Constanza Mazzina
Doctora en Ciencias Políticas. Directora de la Licenciatura en Ciencias Políticas de UCEMA.
Miembro del Consejo Académico de Libertad y Progreso
CLARÍN La sociedad argentina —y la política argentina en particular— ha sido muy complaciente respecto de la responsabilidad del peronismo, y especialmente del gobierno de Isabel Martínez de Perón, en el golpe de 1976. Esta afirmación se sostiene en varios motivos.
En primer lugar, la decisión de Juan Domingo Perón de designar como vicepresidenta a Isabel Martínez —una mujer que carecía de méritos y capacidades suficientes para ocupar ese cargo— resultó un grave error político per también un descalabro institucional. A ello se sumó su incapacidad para contener los extremos dentro del movimiento: tanto la Triple A como el ERP y Montoneros actuaban impunemente. Tras la muerte de Perón, la desestabilización del país fue absoluta.
Sin embargo, hay una pata de la mesa que suele omitirse: la sociedad civil. Esa sociedad quedó atrapada entre los enfrentamientos internos del peronismo, entre un gobierno incapaz de contener a la izquierda radical y una creciente violencia en las calles. En ese contexto, dos peronismos se enfrentaban abiertamente, mientras la ciudadanía quedaba en el medio.
Esto no justifica, de ninguna manera, los crímenes cometidos por el Estado a partir del 24 de marzo de 1976. Pero tampoco se puede soslayar la responsabilidad institucional del gobierno peronista. En particular, el Decreto Secreto 261/1975, firmado por Isabel Martínez de Perón, dispuso en su artículo primero que “el Comando General del Ejército procederá a ejecutar las operaciones militares que sean necesarias a efectos de neutralizar y/o aniquilar el accionar de los elementos subversivos que actúan en la provincia de Tucumán”. Este decreto —auténtico punto de inflexión— representa la institucionalización de una doctrina de aniquilamiento que luego sería continuada por el régimen militar.

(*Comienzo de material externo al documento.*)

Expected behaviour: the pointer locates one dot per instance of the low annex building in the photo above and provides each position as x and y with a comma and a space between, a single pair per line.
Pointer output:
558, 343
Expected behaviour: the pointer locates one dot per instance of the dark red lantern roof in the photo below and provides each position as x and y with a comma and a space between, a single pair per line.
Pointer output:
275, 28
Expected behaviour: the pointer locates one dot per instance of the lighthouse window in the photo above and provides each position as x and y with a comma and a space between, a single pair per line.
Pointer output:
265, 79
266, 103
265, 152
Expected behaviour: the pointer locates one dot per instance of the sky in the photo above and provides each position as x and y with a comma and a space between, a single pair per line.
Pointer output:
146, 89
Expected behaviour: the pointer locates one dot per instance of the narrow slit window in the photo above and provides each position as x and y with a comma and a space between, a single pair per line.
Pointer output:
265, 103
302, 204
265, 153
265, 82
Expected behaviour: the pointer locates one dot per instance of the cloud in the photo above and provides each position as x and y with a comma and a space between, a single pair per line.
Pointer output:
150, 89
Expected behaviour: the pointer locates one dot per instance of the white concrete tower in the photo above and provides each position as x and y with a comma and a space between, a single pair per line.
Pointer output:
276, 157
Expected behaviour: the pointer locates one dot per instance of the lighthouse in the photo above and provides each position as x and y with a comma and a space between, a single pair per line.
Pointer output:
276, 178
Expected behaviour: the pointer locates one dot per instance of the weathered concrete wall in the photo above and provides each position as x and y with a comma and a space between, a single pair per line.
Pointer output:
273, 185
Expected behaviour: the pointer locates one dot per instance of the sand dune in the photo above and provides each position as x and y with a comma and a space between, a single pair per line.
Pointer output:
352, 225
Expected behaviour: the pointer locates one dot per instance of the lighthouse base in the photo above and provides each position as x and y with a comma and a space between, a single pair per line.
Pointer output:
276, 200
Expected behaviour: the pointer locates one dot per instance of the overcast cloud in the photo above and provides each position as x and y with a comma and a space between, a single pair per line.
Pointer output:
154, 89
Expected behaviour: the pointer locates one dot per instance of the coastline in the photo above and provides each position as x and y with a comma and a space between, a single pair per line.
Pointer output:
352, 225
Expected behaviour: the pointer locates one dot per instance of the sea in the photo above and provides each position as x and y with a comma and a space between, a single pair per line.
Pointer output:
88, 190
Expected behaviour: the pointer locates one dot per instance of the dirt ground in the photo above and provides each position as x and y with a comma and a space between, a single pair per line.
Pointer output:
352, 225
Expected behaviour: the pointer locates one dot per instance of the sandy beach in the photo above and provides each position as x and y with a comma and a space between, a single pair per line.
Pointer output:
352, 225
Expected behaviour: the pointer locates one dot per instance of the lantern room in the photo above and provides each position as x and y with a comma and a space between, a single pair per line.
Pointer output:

En este sentido, el peronismo ha sido históricamente un movimiento que recurre a la violencia cuando la historia o la voluntad popular no lo acompañan. Así ocurrió el 16 de junio de 1955, cuando se incitó a la quema de iglesias; durante la gestión de Mauricio Macri, con toneladas de piedras arrojadas en protestas; o, más recientemente, en las manifestaciones encabezadas por barrabravas y fuerzas de choque en las últimas semanas. Entre 1969 y 1979, explotaron en el país 4.380 bombas. Este patrón no puede ser ignorado.
La responsabilidad del peronismo también se refleja en su negativa a acompañar los distintos pedidos de juicio político contra Isabel Martínez de Perón. El entonces senador radical Fernando de la Rúa promovió un proceso en ese sentido. Asimismo, los diputados Héctor R. Valenzuela, del Partido Bloquista de San Juan, y Francisco Moyano, del Partido Demócrata de Mendoza, presentaron solicitudes de destitución. Aunque ninguna obtuvo los votos necesarios, el intento de Moyano generó un intenso debate en la Cámara de Diputados el 25 de febrero de 1976, apenas un mes antes del golpe.
Si se hubiera avanzado con un proceso institucional como el que contempla la Constitución Nacional, y si el peronismo hubiera apoyado alguno de los múltiples pedidos de destitución de Isabel Martínez de Perón, quizás el golpe del 24 de marzo no hubiera ocurrido.
El “Nunca Más” debe ser también un “nunca más” a la imposición de un relato por la violencia, venga del Estado o de organizaciones armadas. Solo así será posible una tregua duradera y una sociedad que profundice su compromiso con la institucionalidad, evitando que nuevas generaciones vuelvan a ser rehenes de enfrentamientos fratricidas. La democracia es el ejercicio de la no violencia, pero también es aceptar la derrota.